Reading the diff view: what the green lines mean
Toggle the diff view on (it's on by default in the diff bar at the bottom of the editor) and the output panel will mark every line the formatter added with a green left-edge bar. For the example above, the diff bar at the bottom of the screen reads:
+7 lines added · -0 lines removed · 8 lines total
That math is correct. The original input was one line. The output is eight. Eight minus one is seven new lines, all of them additions; nothing got deleted, because formatting on a single-line input is a pure expansion. The diff bar uses the diff npm package's diffLines algorithm, which treats the input and output as ordered line sets and reports added and removed counts separately rather than collapsing them into a "lines changed" number.
The diff is most useful in the other direction, when you suspect the formatter changed something it shouldn't have.
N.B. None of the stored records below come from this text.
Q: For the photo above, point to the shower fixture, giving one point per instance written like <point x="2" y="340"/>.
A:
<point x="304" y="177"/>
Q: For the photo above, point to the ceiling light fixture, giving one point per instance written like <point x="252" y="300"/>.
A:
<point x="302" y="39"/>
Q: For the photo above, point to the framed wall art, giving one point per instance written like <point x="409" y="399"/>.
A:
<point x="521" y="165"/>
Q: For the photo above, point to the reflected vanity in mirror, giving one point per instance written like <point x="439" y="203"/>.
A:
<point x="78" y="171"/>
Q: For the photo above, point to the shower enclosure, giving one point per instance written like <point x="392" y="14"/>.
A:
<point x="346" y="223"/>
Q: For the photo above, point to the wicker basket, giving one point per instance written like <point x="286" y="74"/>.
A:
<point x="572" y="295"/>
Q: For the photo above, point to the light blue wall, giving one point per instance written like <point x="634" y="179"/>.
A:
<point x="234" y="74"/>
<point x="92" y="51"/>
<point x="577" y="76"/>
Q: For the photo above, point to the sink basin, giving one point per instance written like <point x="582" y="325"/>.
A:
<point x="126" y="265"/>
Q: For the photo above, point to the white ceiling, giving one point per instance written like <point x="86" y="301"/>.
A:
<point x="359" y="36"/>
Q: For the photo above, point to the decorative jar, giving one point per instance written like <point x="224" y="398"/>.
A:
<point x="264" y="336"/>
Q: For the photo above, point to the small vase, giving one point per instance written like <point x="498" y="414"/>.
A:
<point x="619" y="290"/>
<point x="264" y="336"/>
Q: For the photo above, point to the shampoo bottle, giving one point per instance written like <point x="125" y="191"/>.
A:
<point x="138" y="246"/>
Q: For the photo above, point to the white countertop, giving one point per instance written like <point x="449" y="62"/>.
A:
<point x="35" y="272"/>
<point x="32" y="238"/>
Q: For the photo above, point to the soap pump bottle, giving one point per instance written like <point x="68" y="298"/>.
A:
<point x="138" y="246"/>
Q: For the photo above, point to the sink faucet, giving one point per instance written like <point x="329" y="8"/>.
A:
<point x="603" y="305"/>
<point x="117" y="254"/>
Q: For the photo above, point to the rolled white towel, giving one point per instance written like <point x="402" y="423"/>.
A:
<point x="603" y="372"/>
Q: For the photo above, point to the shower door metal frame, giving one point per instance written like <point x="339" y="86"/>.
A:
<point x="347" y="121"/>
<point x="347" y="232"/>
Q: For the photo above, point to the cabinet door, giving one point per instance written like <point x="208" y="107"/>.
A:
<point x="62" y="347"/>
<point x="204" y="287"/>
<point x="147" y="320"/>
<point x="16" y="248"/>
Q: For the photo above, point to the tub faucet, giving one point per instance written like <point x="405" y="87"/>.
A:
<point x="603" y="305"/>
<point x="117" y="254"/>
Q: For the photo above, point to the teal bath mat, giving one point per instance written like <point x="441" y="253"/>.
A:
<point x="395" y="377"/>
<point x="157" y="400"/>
If you ever see a non-zero removed count on a Format pass (rather than a Minify pass), that's the signal to look closely. Comments inside string literals can sometimes confuse a parser into eating a token. We haven't reproduced this failure mode on sql-formatter v15 across the dialects tidysql supports, but the diff bar is where it would surface if it ever did.
Dialect switching mid-example: BigQuery vs. PostgreSQL quoting
Switch the dialect dropdown from PostgreSQL to BigQuery without changing anything else, and the same input reformats with one quiet difference: identifiers stay unquoted in both, because none of id, name, created_at, or orders are reserved words in either dialect. If the table had been named order (singular, which is reserved) the BigQuery output would wrap it in backticks, like `order`, while PostgreSQL would wrap it in double quotes, like "order". T-SQL would use square brackets: [order]. Snowflake would use double quotes like PostgreSQL. The formatter applies the engine's quoting rules from the AST level; it doesn't run a regex pass over the output.
That's why the dialect picker matters even on queries that look generic. Most three-line SELECTs format identically across all 14 supported dialects. The differences only show up around reserved-word identifiers, type casts (::int is PostgreSQL-only and breaks under MySQL), and comment styles (# works in MySQL but is a syntax error in PostgreSQL). The formatter won't fail on those, but it won't rewrite them either; the warning banner appears when the parser cannot place a token at all, not when a token is legal in some other dialect.
If you change the dialect after a successful format, the output panel auto-reformats with the new rules and the diff bar recomputes against the same original input. You can flip between PostgreSQL and BigQuery on one query as many times as you like without re-pasting.